Ismail Kadare décède à 88 ans ; les romans ont fait connaître au monde la situation critique de l'Albanie

Ismail Kadare décède à 88 ans ; les romans ont fait connaître au monde la situation critique de l'Albanie

Ismail Kadare, le romancier et poète albanais qui a écrit à lui seul son pays isolé des Balkans sur la carte de la littérature mondiale, créant des œuvres allégoriques souvent sombres qui critiquaient indirectement l'État totalitaire du pays, est décédé lundi à Tirana, en Albanie. Il avait 88 ans.

Son décès a été confirmé par Bujar Hudhri, directeur de la maison d'édition Onufri, son rédacteur en chef et éditeur en Albanie, qui a déclaré qu'il avait été victime d'un arrêt cardiaque à son domicile et qu'il était décédé dans un hôpital de Tirana, la capitale albanaise.
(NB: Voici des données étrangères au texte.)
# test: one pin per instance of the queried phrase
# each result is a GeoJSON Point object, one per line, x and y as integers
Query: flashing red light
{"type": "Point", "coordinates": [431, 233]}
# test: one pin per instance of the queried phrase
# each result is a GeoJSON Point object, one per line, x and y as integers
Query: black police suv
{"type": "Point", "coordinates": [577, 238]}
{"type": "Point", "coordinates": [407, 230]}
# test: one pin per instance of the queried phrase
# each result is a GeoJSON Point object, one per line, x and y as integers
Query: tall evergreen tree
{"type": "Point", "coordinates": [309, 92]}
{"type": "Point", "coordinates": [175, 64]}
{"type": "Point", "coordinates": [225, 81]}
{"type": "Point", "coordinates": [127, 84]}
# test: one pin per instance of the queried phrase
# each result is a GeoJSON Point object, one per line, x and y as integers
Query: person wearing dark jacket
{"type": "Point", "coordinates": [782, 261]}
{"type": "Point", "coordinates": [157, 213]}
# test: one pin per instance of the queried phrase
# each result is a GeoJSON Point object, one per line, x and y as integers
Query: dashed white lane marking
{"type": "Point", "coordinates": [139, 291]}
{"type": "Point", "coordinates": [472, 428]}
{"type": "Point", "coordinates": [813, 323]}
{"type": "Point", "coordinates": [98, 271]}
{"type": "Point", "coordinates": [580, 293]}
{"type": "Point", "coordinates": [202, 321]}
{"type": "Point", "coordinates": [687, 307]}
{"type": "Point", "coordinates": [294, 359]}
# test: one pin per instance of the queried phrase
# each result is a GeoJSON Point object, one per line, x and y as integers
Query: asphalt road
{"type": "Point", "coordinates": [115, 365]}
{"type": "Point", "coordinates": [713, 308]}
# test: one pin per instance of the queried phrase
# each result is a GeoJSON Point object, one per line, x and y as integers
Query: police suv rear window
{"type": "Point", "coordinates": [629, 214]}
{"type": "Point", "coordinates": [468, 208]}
Au cours d’une carrière littéraire qui s’est étendue sur un demi-siècle, M. Kadare (prononcer kah-dah-RAY) a écrit de nombreux ouvrages, dont des romans, des recueils de poèmes, des nouvelles et des essais. Il a acquis une renommée internationale en 1970 lorsque son premier roman, « Le Général de l’armée morte », a été traduit en français. Les critiques européens l’ont salué comme un chef-d’œuvre.

Le nom de M. Kadare a été proposé à plusieurs reprises pour le prix Nobel, mais cet honneur lui a échappé. En 2005, il a reçu le premier Man Booker International Prize (maintenant l'International Booker Prize), décerné à un écrivain vivant de toute nationalité pour ses réalisations globales dans le domaine de la fiction. Parmi les finalistes figuraient des titans littéraires tels que Gabriel García Márquez et Philip Roth.

En attribuant le prix, John Carey, critique britannique et président du jury, a qualifié M. Kadare d'« écrivain universel dans une tradition de narration qui remonte à Homère ».

Les critiques ont souvent comparé M. Kadare à Kafka, Kundera et Orwell, entre autres. Durant les trois premières décennies de sa carrière, il a vécu et écrit en Albanie, à l'époque sous l'emprise d'Enver Hoxha, l'un des dictateurs les plus brutaux et les plus singuliers du bloc de l'Est.

Pour échapper aux persécutions dans un pays où plus de 6 000 dissidents ont été exécutés et où quelque 168 000 Albanais ont été envoyés en prison ou dans des camps de travail, M. Kadare a dû marcher sur une corde raide. Il a été député à l'Assemblée du peuple albanaise pendant 12 ans et membre de l'Union des écrivains du régime. L'un des romans de M. Kadare, « Le Grand Hiver », dressait un portrait favorable du dictateur. M. Kadare a déclaré plus tard qu'il l'avait écrit pour s'attirer les faveurs du régime.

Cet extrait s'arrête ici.